The minimal information for the word are the frequency in the text, the most likely part of speech and a description of the word's most likely meaning (that is, the WordNet gloss).
>>> vocab = Vocabulary(read_text('data/grail.txt'))
>>> vocab.frequency('swallow'))
10
>>> vocab.pos('swallow'))
'n'
>>> vocab.gloss('swallow'))
'a small amount of liquid food'
In addition, it should allow you to print a concordance for a word.
>>> vocab.kwic('swallow')
Displaying 10 of 10 matches:
is a temperate zone . ARTHUR : The swallow may fly south with the sun or the h
be carried . SOLDIER # 1 : What ? A swallow carrying a coconut ? ARTHUR : It co
to maintain air-speed velocity , a swallow needs to beat its wings forty-three
: It could be carried by an African swallow ! SOLDIER # 1 : Oh , yeah , an Afri
OLDIER # 1 : Oh , yeah , an African swallow maybe , but not a European swallow
swallow maybe , but not a European swallow . That 's my point . SOLDIER # 2 :
and Sir Bedevere , not more than a swallow 's flight away , had discovered som
something . Oh , that 's an unladen swallow 's flight , obviously . I mean , th
he air-speed velocity of an unladen swallow ? ARTHUR : What do you mean ? An Af
o you mean ? An African or European swallow ? BRIDGEKEEPER : Huh ? I -- I do n'
Our vocabulary is restricted to words in the NLTK Words corpus (see section 4.1 in https://www.nltk.org/book/ch02.html).

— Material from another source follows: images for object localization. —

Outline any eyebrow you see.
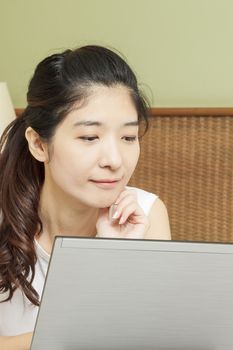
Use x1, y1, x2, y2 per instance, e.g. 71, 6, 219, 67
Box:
73, 120, 139, 127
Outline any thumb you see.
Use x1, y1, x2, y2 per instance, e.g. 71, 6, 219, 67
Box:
96, 207, 110, 225
96, 207, 111, 237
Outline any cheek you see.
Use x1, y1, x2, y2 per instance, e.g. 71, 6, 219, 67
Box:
48, 145, 97, 183
47, 146, 80, 182
125, 144, 140, 174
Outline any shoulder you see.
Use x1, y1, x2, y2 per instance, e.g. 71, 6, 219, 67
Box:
145, 198, 171, 240
126, 186, 171, 240
126, 186, 158, 216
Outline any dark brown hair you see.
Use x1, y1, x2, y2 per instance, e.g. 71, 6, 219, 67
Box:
0, 45, 150, 305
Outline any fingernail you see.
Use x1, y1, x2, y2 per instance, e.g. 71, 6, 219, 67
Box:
119, 216, 124, 225
109, 204, 118, 221
112, 211, 119, 219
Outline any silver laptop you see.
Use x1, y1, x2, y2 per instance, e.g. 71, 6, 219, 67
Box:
31, 237, 233, 350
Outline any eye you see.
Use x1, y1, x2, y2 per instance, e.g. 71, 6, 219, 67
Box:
78, 136, 99, 142
122, 136, 137, 143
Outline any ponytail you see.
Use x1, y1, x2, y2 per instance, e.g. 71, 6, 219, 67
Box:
0, 112, 44, 305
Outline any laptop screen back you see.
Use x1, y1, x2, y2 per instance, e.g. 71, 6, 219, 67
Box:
31, 237, 233, 350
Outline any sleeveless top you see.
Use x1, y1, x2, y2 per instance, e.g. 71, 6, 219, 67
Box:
0, 187, 158, 336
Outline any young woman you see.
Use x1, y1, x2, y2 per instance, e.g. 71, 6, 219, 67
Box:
0, 45, 171, 349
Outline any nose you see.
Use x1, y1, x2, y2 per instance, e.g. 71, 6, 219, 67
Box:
98, 138, 122, 170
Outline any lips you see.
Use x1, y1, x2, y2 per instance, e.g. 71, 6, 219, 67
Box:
89, 178, 121, 189
90, 179, 120, 183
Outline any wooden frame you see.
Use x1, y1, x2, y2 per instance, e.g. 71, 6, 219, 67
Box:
15, 108, 233, 117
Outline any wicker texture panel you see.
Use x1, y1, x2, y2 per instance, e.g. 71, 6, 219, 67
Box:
129, 116, 233, 242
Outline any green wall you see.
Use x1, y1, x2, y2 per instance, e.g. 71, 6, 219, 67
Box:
0, 0, 233, 107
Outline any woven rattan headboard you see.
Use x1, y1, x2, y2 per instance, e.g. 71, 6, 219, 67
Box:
16, 108, 233, 243
129, 108, 233, 243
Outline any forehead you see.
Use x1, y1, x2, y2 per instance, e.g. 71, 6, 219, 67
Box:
64, 85, 138, 127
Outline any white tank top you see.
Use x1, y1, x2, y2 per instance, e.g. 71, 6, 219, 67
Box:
0, 187, 157, 336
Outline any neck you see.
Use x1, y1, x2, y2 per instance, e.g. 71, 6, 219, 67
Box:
36, 182, 99, 254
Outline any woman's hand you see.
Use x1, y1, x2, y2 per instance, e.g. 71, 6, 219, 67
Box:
96, 189, 149, 239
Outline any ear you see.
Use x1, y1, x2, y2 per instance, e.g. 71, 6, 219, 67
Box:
25, 127, 49, 162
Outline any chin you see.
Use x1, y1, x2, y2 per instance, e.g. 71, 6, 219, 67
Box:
85, 183, 128, 208
96, 200, 116, 209
89, 195, 119, 209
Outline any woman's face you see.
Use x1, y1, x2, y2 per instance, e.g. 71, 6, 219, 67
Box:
44, 85, 140, 208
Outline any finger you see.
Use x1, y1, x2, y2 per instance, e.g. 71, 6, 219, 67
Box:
119, 202, 146, 225
109, 203, 118, 221
114, 188, 137, 205
111, 193, 138, 220
118, 202, 137, 225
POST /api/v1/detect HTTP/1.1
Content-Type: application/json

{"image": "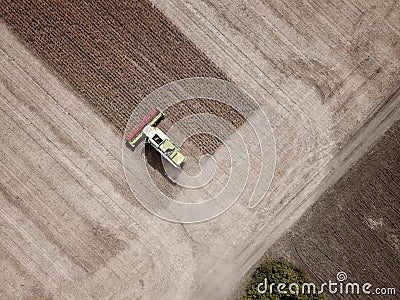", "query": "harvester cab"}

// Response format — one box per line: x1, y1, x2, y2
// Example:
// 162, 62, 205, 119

126, 108, 186, 168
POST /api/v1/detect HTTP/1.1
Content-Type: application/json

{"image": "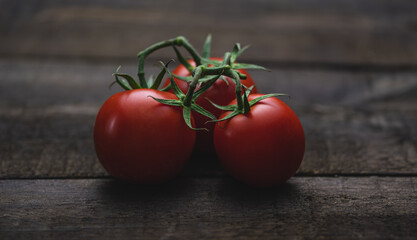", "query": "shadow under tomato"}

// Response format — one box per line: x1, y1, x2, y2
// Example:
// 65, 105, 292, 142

179, 154, 226, 177
215, 176, 302, 207
96, 176, 194, 205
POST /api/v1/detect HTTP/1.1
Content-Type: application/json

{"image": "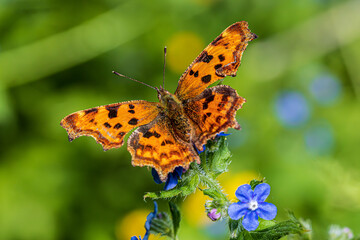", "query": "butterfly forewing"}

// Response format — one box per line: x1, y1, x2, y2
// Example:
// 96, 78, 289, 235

174, 21, 257, 100
60, 100, 160, 151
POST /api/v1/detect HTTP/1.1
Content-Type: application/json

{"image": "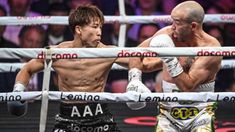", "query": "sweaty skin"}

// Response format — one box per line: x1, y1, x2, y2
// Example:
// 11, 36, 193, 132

The last part of the assignment is to turn a Text into a vector and compare it to the vectors for five categories in the Brown corpus: adventure, fiction, government, humor and news (the words for these categories we can get using NLTK). Compare the text vector to the category vector using the cosine measure to get the similarity of the two vectors:
- For a text, take all the words in the text, create a frequency dictionary and use it to create a vector.
- For a category, take all the words in the category and do the same as above.
The problem with this is that these vectors have different dimensions and you cannot directly compare them. We will have to decide on how many dimensions to use.
It is probably a good idea to reuse and/or extend the Vocabulary
class.
>>> grail = read_text('data/grail.txt')
>>> compare_to_brown(grail)
adventure 0.84
fiction 0.83
government 0.79
humor 0.87
news 0.82
The similarity measure of the grail text and the Brown categories should be printed to the standard output. Run the same comparison with Emma and the Wall Street Journal data.
This may be the part of the assignment that has the slowest running time (although the orinial imports and pinging WordNet for the first time also take several seconds). However, it should not require more running time than a few dozen second or maybe up to a minute on a slower machine.